Hepatojugular reflex
Obtain the whole features of the murmur
The accurate timing of heart murmurs is the first step in their identification.

Duration and Character:
The configuration of a heart murmur may be described as crescendo, decrescendo, crescendo-decrescendo, or plateau.

❑ The intensity of a heart murmur is graded on a scale of 1–6
❑ A grade 1 Murmur is very soft and is heard only with great effort.
❑ A grade 2 Murmur is easily heard but not particularly loud.
❑ A grade 3 Murmur is loud but is not accompanied by a palpable thrill over the site of maximal intensity.
❑ A grade 4 Murmur is very loud and is accompanied by a thrill.
❑ A grade 5 Murmur is loud enough to be heard with only the edge of the stethoscope touching the chest.
❑ A grade 6 Murmur is loud enough to be heard with the stethoscope slightly off the chest.
Murmurs of grade 3 or greater intensity usually signify important structural heart disease.
❑ The intensity of a heart murmur may be diminished by any process that increases the distance between the intracardiac source and the stethoscope on the chest wall, such as obesity, obstructive lung disease, and a large pericardial effusion. The intensity of a murmur also may be misleadingly soft when COP is reduced significantly or when the pressure gradient between the involved cardiac structures is low.

Location and Radiation

❑ Recognition of the location and radiation of the murmur helps facilitate its accurate identification.
❑ Adventitious sounds, such as a systolic click or diastolic snap, or abnormalities of S1 or S2 may provide additional clues.

Interventions Used to Alter the Intensity of Cardiac Murmurs’’’
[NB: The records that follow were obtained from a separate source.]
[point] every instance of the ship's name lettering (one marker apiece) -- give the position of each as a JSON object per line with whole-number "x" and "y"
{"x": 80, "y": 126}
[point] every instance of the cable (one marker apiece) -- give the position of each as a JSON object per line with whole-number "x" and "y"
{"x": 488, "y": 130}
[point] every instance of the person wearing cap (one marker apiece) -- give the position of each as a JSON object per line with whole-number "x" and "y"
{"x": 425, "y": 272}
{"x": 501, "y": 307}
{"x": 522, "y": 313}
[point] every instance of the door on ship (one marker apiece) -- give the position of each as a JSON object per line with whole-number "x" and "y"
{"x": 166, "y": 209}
Right-sided murmurs generally increase with inspiration. Left-sided murmurs usually are louder during expiration.
Valsalva maneuver:
Most murmurs decrease in length and intensity. Two exceptions are the systolic murmur of HCM, which usually becomes much louder, and that of MVP, which becomes longer and often louder.
Murmurs caused by blood flow across normal or obstructed valves (e.g., PS and MS) become louder with both isotonic and isometric (handgrip) exercise. Murmurs of MR, VSD, and AR also increase with handgrip exercise.
❑ Positional changes:
With standing, most murmurs diminish, 2 exceptions being the murmur of HCM, which becomes louder, and that of MVP, which lengthens.
With brisk squatting, most murmurs become louder, but those of HCM and MVP usually soften and may disappear.
Passive leg raising usually produces the same results as brisk squatting.
❑ Pharmacological interventions:
During the initial relative hypotension after amyl nitrite inhalation, murmurs of MR, VSD, and AR decrease, whereas murmurs of AS increase. During the later tachycardia phase, murmurs of MS and right-sided lesions also increase. This intervention may thus distinguish the Austin Flint murmur from that of MS. The response in MVP often is biphasic.
Early Systolic Murmur

Acute, severe MR

❑ Early, decrescendo systolic murmur best heard at or just medial to the apical impulse.
❑ It could be due to papillary muscle rupture complicating acute myocardial infarction, rupture of chordae tendineae in the setting of myxomatous mitral valve disease,infective endocarditis and blunt chest wall trauma.
TTE is indicated in all cases of suspected acute, severe MR to define its mechanism and severity, delineate left ventricular size and systolic function, and provide an assessment of suitability for primary valve repair.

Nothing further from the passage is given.